Muhammad, nabi Islam, dipercaya telah menjadi agen utama dari sebuah tatanan peradaban baru yang didasarkan pada kiab suci yang memperingatkan kaum Kristen bahwa Yesus tidak dibunuh tidak pula disalibkan (QS 4:157). Akankah sang Kalifah, pemimpin golongan beriman yang mengklaim ini sebuah penistaan bagi agama saingan menyoal Yesus sebagai Putera Allah, akan menempatkan symbol utama dari agama saingan itu di tulisan/prasasti publik?
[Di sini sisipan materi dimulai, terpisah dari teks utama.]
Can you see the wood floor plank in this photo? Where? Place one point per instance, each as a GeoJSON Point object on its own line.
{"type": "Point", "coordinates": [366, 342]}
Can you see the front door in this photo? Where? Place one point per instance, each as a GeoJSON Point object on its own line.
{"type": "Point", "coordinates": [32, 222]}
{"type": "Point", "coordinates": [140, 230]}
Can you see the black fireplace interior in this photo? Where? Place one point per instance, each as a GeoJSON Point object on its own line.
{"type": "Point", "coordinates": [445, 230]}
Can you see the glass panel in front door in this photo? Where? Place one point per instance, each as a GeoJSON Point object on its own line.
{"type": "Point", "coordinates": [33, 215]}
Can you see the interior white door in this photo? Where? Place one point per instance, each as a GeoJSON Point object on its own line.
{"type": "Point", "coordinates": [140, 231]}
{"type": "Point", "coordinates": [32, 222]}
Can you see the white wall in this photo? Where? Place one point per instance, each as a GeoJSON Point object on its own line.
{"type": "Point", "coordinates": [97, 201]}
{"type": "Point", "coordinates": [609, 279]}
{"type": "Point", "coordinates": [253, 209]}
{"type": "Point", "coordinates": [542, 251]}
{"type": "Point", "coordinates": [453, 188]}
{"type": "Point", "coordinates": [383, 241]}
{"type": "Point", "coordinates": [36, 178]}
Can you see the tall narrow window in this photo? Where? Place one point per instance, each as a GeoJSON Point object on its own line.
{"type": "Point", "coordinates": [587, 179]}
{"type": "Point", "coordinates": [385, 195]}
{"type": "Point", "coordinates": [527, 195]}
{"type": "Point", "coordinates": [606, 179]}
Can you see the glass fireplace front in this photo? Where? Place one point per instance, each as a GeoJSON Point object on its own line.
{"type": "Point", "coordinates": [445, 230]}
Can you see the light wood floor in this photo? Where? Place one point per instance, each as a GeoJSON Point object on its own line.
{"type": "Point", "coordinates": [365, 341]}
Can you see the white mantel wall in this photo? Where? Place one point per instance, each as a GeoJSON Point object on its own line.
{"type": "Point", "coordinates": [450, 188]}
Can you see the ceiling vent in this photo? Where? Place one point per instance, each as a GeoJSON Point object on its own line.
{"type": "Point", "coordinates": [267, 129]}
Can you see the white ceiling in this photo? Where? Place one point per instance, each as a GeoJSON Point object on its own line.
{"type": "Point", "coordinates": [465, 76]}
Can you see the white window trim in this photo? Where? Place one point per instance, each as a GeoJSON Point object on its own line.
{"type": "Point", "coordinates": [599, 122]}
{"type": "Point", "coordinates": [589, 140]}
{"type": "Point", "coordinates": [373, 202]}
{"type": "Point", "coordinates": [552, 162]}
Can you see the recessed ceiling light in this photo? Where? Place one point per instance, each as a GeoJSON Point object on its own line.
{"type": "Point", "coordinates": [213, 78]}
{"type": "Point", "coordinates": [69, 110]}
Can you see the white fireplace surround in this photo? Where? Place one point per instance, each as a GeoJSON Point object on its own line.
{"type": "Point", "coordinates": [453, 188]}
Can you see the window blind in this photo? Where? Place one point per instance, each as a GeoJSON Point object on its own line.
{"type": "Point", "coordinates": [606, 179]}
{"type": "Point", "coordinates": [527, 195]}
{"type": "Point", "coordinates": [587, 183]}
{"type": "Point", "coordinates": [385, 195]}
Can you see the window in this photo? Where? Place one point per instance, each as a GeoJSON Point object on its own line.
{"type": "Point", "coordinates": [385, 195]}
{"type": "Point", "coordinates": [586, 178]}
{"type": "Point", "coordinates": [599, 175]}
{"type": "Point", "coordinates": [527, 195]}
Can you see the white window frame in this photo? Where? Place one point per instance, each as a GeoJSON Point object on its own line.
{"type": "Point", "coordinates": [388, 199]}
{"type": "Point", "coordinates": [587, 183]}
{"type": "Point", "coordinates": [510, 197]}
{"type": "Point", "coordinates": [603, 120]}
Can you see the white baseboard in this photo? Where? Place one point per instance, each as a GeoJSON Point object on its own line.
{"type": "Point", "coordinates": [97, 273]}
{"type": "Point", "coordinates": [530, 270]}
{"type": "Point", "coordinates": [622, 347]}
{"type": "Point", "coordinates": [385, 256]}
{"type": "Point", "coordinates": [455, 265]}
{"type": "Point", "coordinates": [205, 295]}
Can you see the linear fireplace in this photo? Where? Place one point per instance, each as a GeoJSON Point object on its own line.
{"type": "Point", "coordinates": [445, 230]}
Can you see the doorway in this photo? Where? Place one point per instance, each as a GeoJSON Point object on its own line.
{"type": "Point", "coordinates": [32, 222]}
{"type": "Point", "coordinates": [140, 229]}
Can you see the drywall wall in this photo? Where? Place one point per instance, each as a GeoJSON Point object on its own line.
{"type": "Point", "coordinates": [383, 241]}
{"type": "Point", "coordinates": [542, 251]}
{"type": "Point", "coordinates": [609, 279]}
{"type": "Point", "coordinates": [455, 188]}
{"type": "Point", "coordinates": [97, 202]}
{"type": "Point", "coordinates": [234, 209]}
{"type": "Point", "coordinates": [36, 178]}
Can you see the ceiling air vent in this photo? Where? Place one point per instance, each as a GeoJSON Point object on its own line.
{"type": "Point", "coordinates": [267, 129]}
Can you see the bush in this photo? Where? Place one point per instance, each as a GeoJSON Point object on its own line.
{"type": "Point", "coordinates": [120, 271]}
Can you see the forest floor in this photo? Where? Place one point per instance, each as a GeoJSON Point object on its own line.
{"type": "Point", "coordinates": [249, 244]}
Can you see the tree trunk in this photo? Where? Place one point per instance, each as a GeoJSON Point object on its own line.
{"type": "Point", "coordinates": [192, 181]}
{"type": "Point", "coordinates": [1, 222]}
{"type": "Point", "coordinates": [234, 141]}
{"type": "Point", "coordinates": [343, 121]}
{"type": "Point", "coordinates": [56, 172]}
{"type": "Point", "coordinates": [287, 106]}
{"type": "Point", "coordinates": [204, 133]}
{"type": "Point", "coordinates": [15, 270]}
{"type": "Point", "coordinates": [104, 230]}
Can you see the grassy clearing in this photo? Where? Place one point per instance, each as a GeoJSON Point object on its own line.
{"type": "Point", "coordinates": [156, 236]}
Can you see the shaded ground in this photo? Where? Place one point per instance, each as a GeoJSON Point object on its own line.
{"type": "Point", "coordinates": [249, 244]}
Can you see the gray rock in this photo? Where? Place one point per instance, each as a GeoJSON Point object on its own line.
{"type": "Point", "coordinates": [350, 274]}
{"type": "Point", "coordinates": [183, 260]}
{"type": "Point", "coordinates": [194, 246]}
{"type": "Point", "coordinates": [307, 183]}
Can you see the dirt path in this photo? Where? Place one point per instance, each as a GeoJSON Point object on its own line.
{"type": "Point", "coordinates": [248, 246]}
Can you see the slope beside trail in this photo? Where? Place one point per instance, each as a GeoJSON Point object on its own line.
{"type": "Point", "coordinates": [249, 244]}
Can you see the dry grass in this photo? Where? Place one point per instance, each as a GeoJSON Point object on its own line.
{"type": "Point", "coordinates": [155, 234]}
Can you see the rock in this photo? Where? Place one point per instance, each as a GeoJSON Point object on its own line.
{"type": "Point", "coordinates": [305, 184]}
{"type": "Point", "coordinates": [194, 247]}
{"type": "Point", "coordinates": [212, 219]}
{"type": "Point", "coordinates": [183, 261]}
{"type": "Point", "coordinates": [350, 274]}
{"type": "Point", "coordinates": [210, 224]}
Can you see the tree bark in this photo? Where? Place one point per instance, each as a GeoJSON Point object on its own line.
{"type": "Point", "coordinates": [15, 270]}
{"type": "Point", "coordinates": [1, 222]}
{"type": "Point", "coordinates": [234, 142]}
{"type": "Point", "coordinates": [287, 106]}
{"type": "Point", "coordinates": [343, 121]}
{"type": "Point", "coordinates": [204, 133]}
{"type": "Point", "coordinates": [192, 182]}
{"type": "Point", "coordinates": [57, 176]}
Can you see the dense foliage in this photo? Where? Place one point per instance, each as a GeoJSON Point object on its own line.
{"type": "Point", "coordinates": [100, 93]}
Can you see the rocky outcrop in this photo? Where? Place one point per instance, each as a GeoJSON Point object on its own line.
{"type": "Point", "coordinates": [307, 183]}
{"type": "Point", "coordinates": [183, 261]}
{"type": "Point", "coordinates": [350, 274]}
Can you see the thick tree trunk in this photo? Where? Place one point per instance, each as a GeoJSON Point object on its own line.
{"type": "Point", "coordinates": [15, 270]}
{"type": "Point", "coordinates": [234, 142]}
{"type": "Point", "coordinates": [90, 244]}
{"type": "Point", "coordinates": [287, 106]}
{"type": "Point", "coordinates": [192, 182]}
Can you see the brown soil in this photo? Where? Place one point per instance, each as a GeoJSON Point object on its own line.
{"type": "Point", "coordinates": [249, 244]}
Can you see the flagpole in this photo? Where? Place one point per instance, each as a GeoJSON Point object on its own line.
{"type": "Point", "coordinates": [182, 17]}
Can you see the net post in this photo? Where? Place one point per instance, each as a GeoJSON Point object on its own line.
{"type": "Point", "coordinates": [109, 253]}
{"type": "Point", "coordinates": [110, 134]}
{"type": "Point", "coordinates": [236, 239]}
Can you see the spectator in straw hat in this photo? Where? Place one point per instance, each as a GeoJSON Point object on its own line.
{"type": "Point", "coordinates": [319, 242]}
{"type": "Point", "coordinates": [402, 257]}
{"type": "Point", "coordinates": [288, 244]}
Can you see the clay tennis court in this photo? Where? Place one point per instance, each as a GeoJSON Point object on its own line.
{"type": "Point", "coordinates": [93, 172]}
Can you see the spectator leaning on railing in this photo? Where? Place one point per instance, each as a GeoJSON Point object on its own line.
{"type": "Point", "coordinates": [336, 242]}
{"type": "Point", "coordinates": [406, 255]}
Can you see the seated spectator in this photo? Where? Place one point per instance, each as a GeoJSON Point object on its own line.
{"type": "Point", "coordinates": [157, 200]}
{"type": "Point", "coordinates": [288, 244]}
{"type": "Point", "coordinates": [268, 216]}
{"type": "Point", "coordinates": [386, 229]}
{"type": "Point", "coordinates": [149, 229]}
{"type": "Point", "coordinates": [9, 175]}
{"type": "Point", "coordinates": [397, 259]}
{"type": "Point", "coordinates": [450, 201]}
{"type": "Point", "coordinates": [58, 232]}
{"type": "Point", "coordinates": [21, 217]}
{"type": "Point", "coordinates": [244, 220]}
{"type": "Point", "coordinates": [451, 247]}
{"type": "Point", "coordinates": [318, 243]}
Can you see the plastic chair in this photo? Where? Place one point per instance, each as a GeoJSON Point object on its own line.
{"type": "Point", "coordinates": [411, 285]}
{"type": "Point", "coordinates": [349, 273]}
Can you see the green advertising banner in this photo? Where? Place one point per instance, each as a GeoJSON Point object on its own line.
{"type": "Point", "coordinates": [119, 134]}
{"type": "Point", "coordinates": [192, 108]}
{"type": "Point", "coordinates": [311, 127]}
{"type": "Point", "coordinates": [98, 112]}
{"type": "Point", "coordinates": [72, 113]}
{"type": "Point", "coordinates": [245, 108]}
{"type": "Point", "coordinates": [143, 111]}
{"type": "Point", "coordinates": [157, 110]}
Akankah pemimpin kaum beriman yang mana nabi pendirinya mengklaim bahwa Yesus akan turun di akhir jaman dan “mematahkan semua salib” sebagai penghinaan bagi dirinya dan perjanjian akan transendensi kemuliaan Allah – akan benar-benar mengijinkan sebuah gambar salib ditampilkan di koin yang dibaca oleh semua orang di dalam wilayahnya? [8]

Akankah para pengikut dari nabi baru ini, yang agama barunya dan tatanan politiknya menentang “para penyembah salib,” telah menempatkan suatu figur dengan menyandang salib di koin mereka?    
Barangkali ini bisa ditafsirkan sebagai sebuah tanda toleransi dari Islam, mengingat kaum Kristen mendominasi wilayah Kekaisaran Arab. Namun hukum Islam sebagaimana dirumuskan di abad 9 dan 10 melarang kaum Kristen untuk memperlihatkan salib secara terbuka – bahkan diluar gereja – dan tidak ada petunjuk bahwa pengenaan  hukum ini berlaku berbeda di awal-awal pemberlakukannya. [10] Sehingga sangat mengherankan jika penakluk Muslim dan kaum Kristen akan mencetak koin yang memunculkan tokoh  utama dari agama dan tatanan politik yang mereka pandan rendah, kalahkan, dan pasti segera digantikan. [10]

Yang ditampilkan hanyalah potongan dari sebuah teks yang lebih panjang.